Les températures augmentent partout dans le monde, 2023 étant récemment confirmée comme l’année la plus chaude jamais enregistrée. Une nouvelle étude révèle que l’introduction de la nature dans les villes peut contribuer à abaisser les températures pendant les vagues de chaleur. Si vous avez la chance d'habiter à proximité d'une zone boisée, vous saurez que l'un des meilleurs moyens d'échapper à la chaleur de midi en vous promenant est de vous diriger vers le couvert forestier. Vivre dans une jungle de béton offre peut-être moins d'options que vivre en banlieue, mais même une visite dans un parc local ou un jardin botanique peut vous aider à rester au frais.
En fait, une recherche menée par l’Université du Surrey au Royaume-Uni a révélé que les jardins botaniques peuvent abaisser la température de l’air dans les villes de 5°C. Les effets rafraîchissants des zones humides et des jardins pluviaux ne sont pas moins impressionnants, respectivement à 4,7°C et 4,5°C. Les arbres plantés le long des rues peuvent également réduire les températures de 3,8°C, tandis que les parcs urbains peuvent réduire les températures de 3,2°C.
Le directeur fondateur du Centre mondial de recherche sur l'air pur, professeur et président du département de qualité de l'air et de santé et de l'Institut pour le développement durable de l'Université de Surrey, le professeur Prashant Kumar, codirecteur de l'EIU, a déclaré : « Nous savons tous que les espaces verts et l'eau rafraîchissent les villes.
Le document souligne que le 19 juillet 2022, la température de 40,3°C (104,5°F) au Royaume-Uni a battu le record historique. La même année, environ 62 862 personnes sont mortes à cause de la chaleur estivale en Europe, et la vague de chaleur de 2003 en Europe a entraîné une sécheresse et de mauvaises récoltes, entraînant des pertes économiques de 16 milliards d’euros. L'équipe composée de 29 scientifiques du Royaume-Uni, d'Australie, du Brésil, de Chine, de Hong Kong et des États-Unis a également déclaré que le GIEC estime que « les éléments d'infrastructure urbaine verts et bleus sont particulièrement efficaces pour réduire la température de l'air urbain ».

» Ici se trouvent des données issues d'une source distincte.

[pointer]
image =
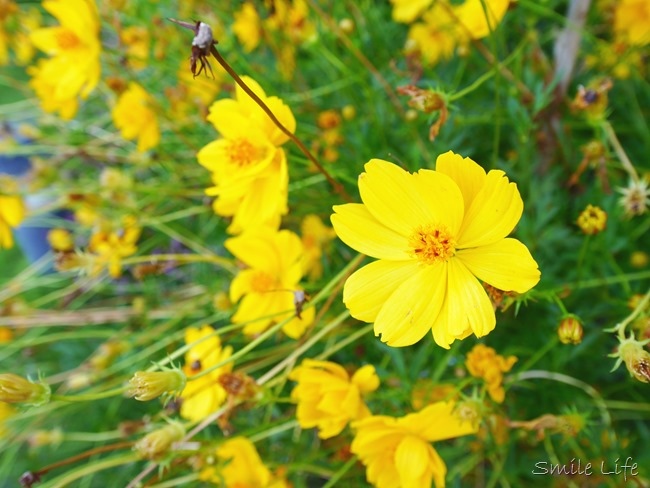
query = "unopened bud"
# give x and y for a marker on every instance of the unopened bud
(636, 359)
(145, 386)
(570, 330)
(156, 444)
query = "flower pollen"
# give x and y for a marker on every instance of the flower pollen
(67, 40)
(432, 243)
(242, 152)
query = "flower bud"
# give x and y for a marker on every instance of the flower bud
(156, 444)
(570, 330)
(16, 389)
(592, 220)
(636, 359)
(145, 386)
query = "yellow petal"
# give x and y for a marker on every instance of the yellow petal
(257, 250)
(12, 210)
(366, 291)
(366, 378)
(493, 213)
(467, 174)
(506, 265)
(442, 197)
(438, 422)
(389, 195)
(467, 303)
(412, 309)
(356, 227)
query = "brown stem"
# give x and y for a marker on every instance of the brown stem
(338, 188)
(91, 452)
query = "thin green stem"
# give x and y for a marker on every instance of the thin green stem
(89, 397)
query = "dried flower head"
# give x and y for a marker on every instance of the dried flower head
(636, 197)
(636, 358)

Parmi plus de 27 000 articles de recherche, les chercheurs en ont sélectionné 202 pour une méta-analyse basée sur les catégories d’infrastructures urbaines vertes, bleues et grises (y compris les parcs, les projets de verdissement technique, les zones humides, les murs verts, les parcs et les jardins botaniques).

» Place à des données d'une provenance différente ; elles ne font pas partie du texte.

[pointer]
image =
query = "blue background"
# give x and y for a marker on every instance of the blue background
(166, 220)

Par exemple, les arbres et les plantes contribuent à réduire la chaleur en réduisant la quantité de lumière solaire qui atteint directement le sol, tout en libérant de l’humidité dans l’air. Le plan d'eau refroidit l'environnement environnant par « l'évapotranspiration, l'ombrage, les effets d'albédo, la recharge des eaux souterraines et le tampon de température » et agit également comme un radiateur, refroidissant pendant la journée et fournissant un potentiel de réchauffement la nuit. Les toits et les murs verts contribuent non seulement à isoler les bâtiments, mais réduisent également les gains de chaleur, et la végétation agit également comme un pare-vent pour la ventilation naturelle.
Nous avons vu de nombreux projets de construction dans le monde incorporer de grandes quantités de verdure, à la fois pour animer les façades et favoriser le refroidissement local, tout en offrant des avantages paysagers bénéfiques. Les chercheurs ont conclu que « tous les types d'infrastructures urbaines vertes, bleues et grises peuvent avoir des effets de refroidissement, et que la nature doit revenir aux villes en densification et en expansion, et que chaque opportunité doit être saisie pour étendre la couverture végétale au sol, sur les podiums, les murs et les toits. »
Mais ils reconnaissent également qu'il n'existe pas de solution simple adaptée à chaque emplacement et que beaucoup dépend d'une planification efficace : « Avant de sélectionner des interventions urbaines appropriées en matière d'infrastructures vertes, bleues et grises, il est nécessaire d'évaluer le contexte local, les conditions environnementales, les ressources et les budgets disponibles pour garantir leur efficacité à long terme et éviter d'éventuels inconvénients. »
Le professeur Maria de Fatima Andrade, du Département des sciences atmosphériques de l'Université de São Paulo au Brésil, a ajouté : « Notre article confirme combien il existe de façons de rester au frais.
La recherche a été publiée publiquement dans la revue Innovation.